Was jetzt erst mal verwirrend weil gleich klingt folgt einer tiefer liegenden Logik. Ein Dasein als Meckerkopf mag im Affekt entspannend wirken, so richtig ändern tut sich dadurch aber in den seltensten Fällen etwas. Also muss man die Auslöser des Unwohlseins mit ihren Schandtaten konfrontieren. In manchen Fällen führt das zu überraschenden Ergebnissen. David hat auf diese Weise ein Salatbesteck und ein paar Paketmarken kostenlos erhalten und musste sich dafür nur einmal beinahe selbst vollkotzen und sich ein aufblasbares Cowboy-nebst-Pferde-Kostüm aus der Packstation klauen lassen. Davon geht der strenge Geschmack im Mund und das traurige Gesicht des nicht beschenkten Geburtstagskindes natürlich nicht weg, aber man fühlt sich doch irgendwie ein wenig versöhnt. Und genau deshalb sollte man das mit seinen Problemen mit anderen immer so handhaben.

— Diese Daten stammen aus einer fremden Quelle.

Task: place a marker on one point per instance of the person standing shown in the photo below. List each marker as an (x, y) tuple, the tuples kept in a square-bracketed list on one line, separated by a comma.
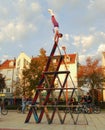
[(56, 26), (23, 103)]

Meine Eingabe bei der Post wegen der faulen Zustellerin war nun allerdings ungleich erfolgloser. Alles, was man mir zusandte war ein Brief, der davon ausgeht, dass ich bisher zufrieden war und darauf hofft, dass ich demnächst wieder grenzenlos begeistert vom Service der bundesdeutschen Post bin. Das ist schade, irgendwie. Aber auf der anderen Seite fange ich ja gerade erst an damit, mal sehen was zukünftige Beschwerden so einbringen. Die Ergebnisse werden dann sicher hier präsentiert.

Antwort der Post

Heute mal was einbrocken

Ich war so ungeheuer stolz auf mich, dass ich den zugegebenermaßen etwas großelterlich anmutenden Schritt gegangen bin, und mich bei der Post beschwert habe über diese Postaktion, über die man sich wirklich nur aufregen kann. Insgeheim dachte ich, es wäre tatsächlich wichtige Post für mich unterwegs und ich hatte mir auch schon ausgemalt, welche Informationen, die ich schon seit einer Weiler erwarte, da endlich ankommen. Doch dann das. Und mit dem Wissen über meine eigentliche Postsendung tut es mir fast schon wieder leid für die arme alte Frau, die ich glaubte noch am Tage ihrer Schandtat gelbe Nettosäcke voller Einkäufe an ihren gelben Postwagen voller unzugestellter Sendungen hängen gesehen zu haben. Wenn die jetzt tatsächlich einen Rüffel kriegt und meine  Informationen nicht gerade oberste Geheimhaltungsstufe besitzen, sondern vielmehr eine gratis Probepackung von Tütensuppen, Suppengewürzmischung und Bratensoße waren, dann ist es vielleicht bald die gute Frau in Blau/Gelb, die auf so etwas angwiesen ist. Da mir dann aber einfiel, dass die Frau ja bei der Post ist und man bei der Post doch fast immer verbeamtet ist, wenn man diesen elitären Dress zugesteckt bekommt, und da sie ja jetzt Mindestlohn bekommt, und weil die Post jetzt auch wieder streiken will und weil es bei der Post mit egal wem eigentlich immer den Richtigen trifft, habe ich diese Gedanken dann schnell verworfen und freue mich über meinen losgewordenen Ärger und meine Tütensuppen. Wer jetzt denkt, Suppen find‘ ich klasse, der kann ja mal versuchen unter http://gefro.de/8.332 noch eine gratis abzustauben, die Aktionsnummer hinter dem dritten slash wirkte auf mich jetzt nicht so, als wäre sie nur einmal vergeben und mir dann zuzuordnen, deshalb einfach mal probieren. Das wäre dann auch ein klasse Offtopic der Woche, womit wir auch diese Kategorie wieder ein wenig befüllt hätten. Stark.